Text-mining and Analysis in Digital Scholarship Research: Software & Tools in CUHK Library

Text Mining Software Available at Digital Scholarship Lab, CUHK Library

The following software for text mining is available at the Digital Scholarship Lab on the G/F of University Library. Designing to support digital scholarship research, the Lab is equipped with 10 workstations that are installed with these software for CUHK users. The complete list of these specialist software is available here. CUHK users may also reserve them for a longer period of time.

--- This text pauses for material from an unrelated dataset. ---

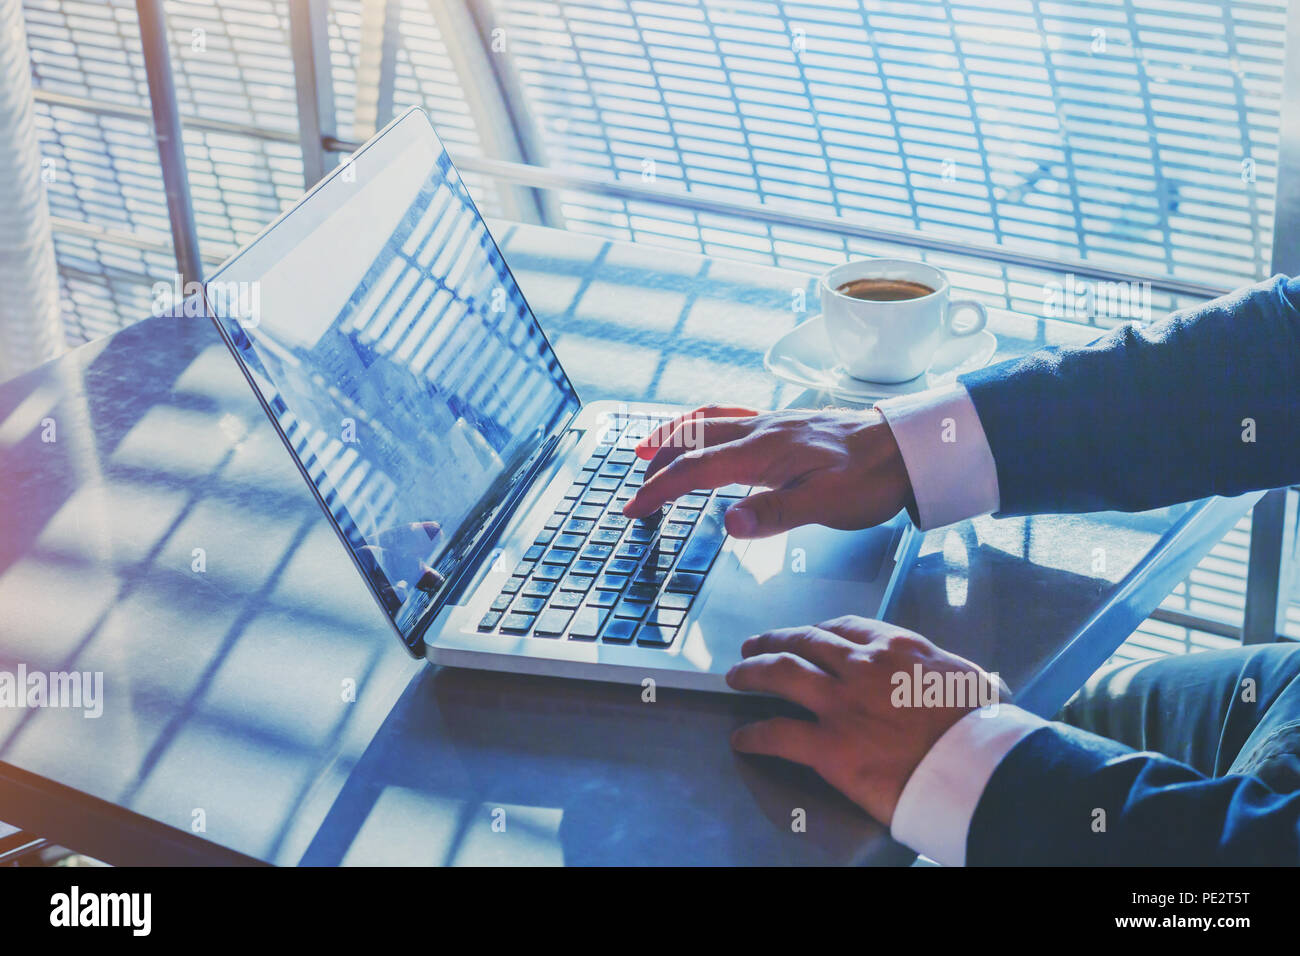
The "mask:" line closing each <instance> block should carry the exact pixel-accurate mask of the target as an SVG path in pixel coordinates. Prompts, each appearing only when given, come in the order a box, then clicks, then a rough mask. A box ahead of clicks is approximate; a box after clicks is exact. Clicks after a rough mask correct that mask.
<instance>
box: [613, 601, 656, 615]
mask: <svg viewBox="0 0 1300 956" xmlns="http://www.w3.org/2000/svg"><path fill="white" fill-rule="evenodd" d="M649 610H650V605H647V604H643V602H642V601H628V598H623V600H621V601H619V605H617V607H615V609H614V617H616V618H628V619H630V620H641V618H643V617H645V615H646V611H649Z"/></svg>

Programming Language and Software

PythonAnaconda  
Python is an interpreted high-level general-purpose programming language. Python's design philosophy emphasizes code readability with its notable use of significant indentation. Anaconda Individual Edition is the world’s most popular Python distribution platform for data science and machine learning.

R & RStudio 
Used by majority of academic statisticians and social scientists, R is a free and open source software for statistical computing and graphics. 

Chinese Text Analysing Tools

Due to the specialty of Chinese characters, a few tools/software have been developed for analysing Chinese texts.  Below are two examples:

CORPRO 庫博

Developed by National University of Taiwan (NTU), this free tool was originally developed for research projects by Prof. Chueh Ho-chia in Department of Bio-industry Communication and Development.  It was widely recommended to other researchers and students for the functionality in analysing Chinese texts with network analysis.  The software is free for download and use.

MARKUS

MARKUS helps analysing Chinese and Korean texts by automatically tagging personal names, place names, temporal references, bureaucratic offices, etc. from the texts uploaded by users.  It was developed as part of the project “Communication and Empire: Chinese Empires in Comparative Perspective” funded by the European Research Council.

Text Analyzing Tools

OpenRefine
OpenRefine is a powerful tool for working with messy data: cleaning it; transforming it from one format into another; and extending it with web services and external data.

KNIME
KNIME is a free and open-source data analytics platform. It integrates various components for machine learning and data mining through its modular data pipelining "Lego of Analytics" concept.

NVivo (Older PC version available on 1/F, University Library)
NVivo is a software for qualitative analysis. It can work with different text formats and even multi-media materials. NVivo helps organizing, analyzing and finding insights in unstructured, or qualitative data such as interviews, open-ended survey responses, articles, social media and web content.

Voyant Tools
Voyant Tools is a free web-based tool allowing users to quickly visualise and analyze text data.

SPSS (Institutional license provided by ITSC)
With its user-friendly interface and similarities with Excel, SPSS is a popular tool for statistical analysis in social science. 

(Source: Statistics How To, http://www.statisticshowto.com/how-to-make-a-bar-chart-in-spss/)

Digital Scholar Lab (CUHK subscribed database)
It is developed by Gale which provides a cloud-based platform in applying digital humanities tools for analysis to customised raw text datasets from our subscription in Gale Primary Sources collections.